Artist Statement

By utilizing landscape painting and printmaking as a vehicle for introspection and musing, I seek to pay tribute to the facets of nature that have witnessed my coming-of-age in my hometown of Poland, Ohio. The impermanent nature of memory, when supplemented with the ephemeral and fleeting nature of the environment, becomes a metaphor and a recollection – whether sourced from my childhood, adolescence, or adulthood. As is the case with human reminiscence, each artwork is not whole, suggesting change through missing information. The locations depicted in my work reference places I have constantly revisited throughout different eras of my life, which have grown, died, and transformed alongside me.

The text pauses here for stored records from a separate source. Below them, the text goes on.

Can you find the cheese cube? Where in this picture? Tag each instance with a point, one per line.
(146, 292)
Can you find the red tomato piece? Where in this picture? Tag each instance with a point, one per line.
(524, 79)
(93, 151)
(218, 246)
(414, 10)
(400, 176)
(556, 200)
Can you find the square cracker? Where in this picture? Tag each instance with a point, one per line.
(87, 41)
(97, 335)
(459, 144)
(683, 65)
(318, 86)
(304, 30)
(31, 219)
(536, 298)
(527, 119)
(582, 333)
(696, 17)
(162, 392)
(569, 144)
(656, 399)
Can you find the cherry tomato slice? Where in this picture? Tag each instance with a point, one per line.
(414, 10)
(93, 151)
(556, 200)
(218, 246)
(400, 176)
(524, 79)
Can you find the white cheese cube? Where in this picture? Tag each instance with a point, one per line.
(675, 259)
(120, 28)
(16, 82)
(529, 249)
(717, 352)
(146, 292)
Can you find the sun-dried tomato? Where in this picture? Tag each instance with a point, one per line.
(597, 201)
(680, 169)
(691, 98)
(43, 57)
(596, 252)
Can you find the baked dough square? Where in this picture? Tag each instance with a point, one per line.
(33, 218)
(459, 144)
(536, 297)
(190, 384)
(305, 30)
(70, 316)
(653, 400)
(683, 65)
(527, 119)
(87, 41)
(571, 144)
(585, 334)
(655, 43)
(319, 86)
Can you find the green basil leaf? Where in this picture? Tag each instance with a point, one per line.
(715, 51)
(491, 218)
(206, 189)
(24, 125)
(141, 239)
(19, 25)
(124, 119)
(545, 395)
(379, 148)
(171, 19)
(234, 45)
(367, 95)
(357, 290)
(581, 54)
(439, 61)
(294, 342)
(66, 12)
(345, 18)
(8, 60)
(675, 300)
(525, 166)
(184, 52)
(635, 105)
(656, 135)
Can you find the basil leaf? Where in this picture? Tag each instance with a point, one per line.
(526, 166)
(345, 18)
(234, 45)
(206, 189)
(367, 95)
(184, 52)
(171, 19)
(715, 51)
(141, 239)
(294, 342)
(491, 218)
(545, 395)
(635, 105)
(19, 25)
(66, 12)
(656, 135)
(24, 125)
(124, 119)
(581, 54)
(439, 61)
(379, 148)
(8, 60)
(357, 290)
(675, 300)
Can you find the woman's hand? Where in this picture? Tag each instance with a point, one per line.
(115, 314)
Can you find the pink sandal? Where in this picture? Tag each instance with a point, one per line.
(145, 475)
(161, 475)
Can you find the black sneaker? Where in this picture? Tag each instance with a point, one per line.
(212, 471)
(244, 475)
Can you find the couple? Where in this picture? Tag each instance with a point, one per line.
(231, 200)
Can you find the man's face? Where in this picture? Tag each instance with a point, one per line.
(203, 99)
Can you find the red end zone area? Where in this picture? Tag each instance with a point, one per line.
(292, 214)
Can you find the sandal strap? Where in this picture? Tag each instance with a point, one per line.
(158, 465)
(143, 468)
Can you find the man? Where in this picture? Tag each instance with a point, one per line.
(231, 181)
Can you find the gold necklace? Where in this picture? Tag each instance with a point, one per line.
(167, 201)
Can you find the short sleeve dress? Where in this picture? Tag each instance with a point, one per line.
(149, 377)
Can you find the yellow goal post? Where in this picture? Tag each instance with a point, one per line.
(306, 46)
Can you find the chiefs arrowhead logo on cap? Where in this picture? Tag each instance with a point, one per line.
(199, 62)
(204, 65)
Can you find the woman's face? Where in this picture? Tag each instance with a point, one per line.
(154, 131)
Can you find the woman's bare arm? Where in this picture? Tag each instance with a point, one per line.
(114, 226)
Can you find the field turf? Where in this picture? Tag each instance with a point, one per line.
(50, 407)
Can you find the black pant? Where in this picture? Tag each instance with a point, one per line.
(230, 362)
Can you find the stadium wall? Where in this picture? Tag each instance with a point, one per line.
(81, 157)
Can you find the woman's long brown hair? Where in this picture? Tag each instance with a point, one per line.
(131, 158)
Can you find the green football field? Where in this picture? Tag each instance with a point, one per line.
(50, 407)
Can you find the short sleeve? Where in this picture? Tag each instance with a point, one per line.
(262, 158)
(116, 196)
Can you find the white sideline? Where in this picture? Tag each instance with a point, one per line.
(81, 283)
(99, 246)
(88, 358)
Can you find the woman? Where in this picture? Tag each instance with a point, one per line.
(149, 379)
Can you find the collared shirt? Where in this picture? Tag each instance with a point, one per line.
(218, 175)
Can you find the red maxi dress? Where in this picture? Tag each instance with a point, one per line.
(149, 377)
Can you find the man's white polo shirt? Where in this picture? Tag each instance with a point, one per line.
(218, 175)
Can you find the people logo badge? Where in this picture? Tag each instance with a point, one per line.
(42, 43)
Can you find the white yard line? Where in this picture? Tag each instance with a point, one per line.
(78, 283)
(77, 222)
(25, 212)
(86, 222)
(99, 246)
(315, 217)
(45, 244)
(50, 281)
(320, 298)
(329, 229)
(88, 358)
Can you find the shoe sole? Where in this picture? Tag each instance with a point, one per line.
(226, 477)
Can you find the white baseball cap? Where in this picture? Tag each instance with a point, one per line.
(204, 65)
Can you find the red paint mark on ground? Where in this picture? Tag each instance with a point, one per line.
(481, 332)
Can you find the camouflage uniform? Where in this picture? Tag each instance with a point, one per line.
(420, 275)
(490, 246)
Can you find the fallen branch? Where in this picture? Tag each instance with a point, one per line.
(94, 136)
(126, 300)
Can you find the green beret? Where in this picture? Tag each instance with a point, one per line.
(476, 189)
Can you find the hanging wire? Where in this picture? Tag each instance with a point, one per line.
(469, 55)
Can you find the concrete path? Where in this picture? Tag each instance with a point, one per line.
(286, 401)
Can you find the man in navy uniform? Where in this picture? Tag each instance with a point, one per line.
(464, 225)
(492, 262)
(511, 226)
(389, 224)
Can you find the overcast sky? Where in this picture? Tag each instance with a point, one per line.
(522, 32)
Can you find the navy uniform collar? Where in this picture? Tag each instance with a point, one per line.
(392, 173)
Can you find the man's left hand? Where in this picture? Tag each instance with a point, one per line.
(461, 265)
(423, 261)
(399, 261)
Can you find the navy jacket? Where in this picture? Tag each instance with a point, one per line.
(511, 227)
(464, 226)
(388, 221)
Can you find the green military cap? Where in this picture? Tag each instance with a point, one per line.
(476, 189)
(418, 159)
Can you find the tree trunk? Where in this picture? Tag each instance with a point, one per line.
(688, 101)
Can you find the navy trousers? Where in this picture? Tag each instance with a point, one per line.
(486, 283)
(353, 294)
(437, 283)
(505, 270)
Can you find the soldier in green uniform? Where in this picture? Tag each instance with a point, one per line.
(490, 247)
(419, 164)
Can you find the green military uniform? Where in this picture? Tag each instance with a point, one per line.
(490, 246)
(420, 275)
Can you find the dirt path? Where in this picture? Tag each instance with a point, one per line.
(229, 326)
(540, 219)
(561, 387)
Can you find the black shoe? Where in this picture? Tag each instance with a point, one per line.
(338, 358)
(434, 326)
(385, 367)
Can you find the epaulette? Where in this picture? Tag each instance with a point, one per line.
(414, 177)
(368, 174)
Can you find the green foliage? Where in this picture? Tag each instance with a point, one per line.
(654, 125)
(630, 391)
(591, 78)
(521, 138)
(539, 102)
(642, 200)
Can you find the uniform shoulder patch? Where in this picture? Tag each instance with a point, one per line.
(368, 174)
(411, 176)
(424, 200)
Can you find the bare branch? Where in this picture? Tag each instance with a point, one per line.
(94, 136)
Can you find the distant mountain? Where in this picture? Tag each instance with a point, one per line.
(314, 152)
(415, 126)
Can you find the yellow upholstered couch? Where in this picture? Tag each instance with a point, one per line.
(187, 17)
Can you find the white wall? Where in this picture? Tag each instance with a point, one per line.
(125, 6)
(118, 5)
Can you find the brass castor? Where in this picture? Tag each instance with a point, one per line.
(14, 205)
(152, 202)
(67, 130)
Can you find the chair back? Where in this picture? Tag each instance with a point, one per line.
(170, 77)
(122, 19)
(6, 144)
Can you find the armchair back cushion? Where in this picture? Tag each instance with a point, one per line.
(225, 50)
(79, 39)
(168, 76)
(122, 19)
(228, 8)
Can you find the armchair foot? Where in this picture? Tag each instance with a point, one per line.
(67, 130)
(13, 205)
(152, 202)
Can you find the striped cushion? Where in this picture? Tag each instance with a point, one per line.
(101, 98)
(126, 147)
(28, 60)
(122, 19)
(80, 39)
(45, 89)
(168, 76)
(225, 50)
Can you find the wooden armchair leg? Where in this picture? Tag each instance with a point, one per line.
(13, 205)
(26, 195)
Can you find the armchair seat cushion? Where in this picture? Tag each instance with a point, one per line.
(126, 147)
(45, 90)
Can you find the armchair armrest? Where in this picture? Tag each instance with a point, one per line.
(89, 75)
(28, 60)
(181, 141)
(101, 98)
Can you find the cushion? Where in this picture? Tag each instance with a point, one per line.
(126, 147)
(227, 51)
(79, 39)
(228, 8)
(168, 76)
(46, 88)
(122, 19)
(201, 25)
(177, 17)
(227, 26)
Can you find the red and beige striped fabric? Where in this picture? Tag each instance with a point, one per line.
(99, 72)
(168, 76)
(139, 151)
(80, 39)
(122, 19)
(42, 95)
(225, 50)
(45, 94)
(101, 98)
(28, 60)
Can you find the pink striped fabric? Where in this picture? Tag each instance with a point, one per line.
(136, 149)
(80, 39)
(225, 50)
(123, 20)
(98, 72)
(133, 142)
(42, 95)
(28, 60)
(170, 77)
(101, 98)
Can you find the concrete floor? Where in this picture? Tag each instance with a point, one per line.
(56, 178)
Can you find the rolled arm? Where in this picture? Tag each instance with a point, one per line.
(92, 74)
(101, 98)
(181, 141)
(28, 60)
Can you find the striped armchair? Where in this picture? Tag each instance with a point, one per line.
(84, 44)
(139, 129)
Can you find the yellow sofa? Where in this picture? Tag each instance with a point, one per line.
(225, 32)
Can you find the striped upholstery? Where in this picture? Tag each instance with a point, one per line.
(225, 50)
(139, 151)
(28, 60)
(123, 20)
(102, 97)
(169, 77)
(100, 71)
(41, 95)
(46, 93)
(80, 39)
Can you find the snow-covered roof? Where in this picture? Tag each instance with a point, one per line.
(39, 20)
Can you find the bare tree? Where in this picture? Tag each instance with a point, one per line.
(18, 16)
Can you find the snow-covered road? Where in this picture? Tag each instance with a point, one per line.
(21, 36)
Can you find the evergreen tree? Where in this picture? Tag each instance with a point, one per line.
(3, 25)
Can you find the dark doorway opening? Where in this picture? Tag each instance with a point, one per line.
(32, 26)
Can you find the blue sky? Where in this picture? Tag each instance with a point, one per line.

Driving my process are the constants of memory, ephemerality, tribute, awe, and personification. Within my work, I fight against the fogginess and lost clarity of my own memory, and long for the moments I feel have been torn away from me too soon. I wish to represent my history with the landscape symbolically while paying tribute to (and slightly personifying) the landscapes that have, in effect, raised me. By gathering inspiration on foot or bike, this body of work is sourced from the art of noticing, and thus paired with the solace these vistas have offered me. They coalesce to create a map of my influences, memories, and experiences.

By manipulating surface via the addition of water or subtraction via distression, the resulting visual disruption alters reality. Leaving parts missing provides a relation to what is unconsciously forgotten in the fashion of human recollection. The juxtaposition of presence against absence reinforces this quality. Allowing these facets of nature to envelope my memories calls to the methodology of metaphor. As a result, my work is not a perfect representation of a landscape, but a tribute of sorts to all that falls away with time. Distressing my substrates purposefully creates a sense of fragmentation and inaccessibility, forcing the viewer to stand in my shoes when facing a beloved landscape. My work serves as a means of expression where I may beautify the sense of grief and loss away without consequence, as a true escapist would, while reclaiming a sense of control. In this way, I become the cycle of nature, removing and adding as I please.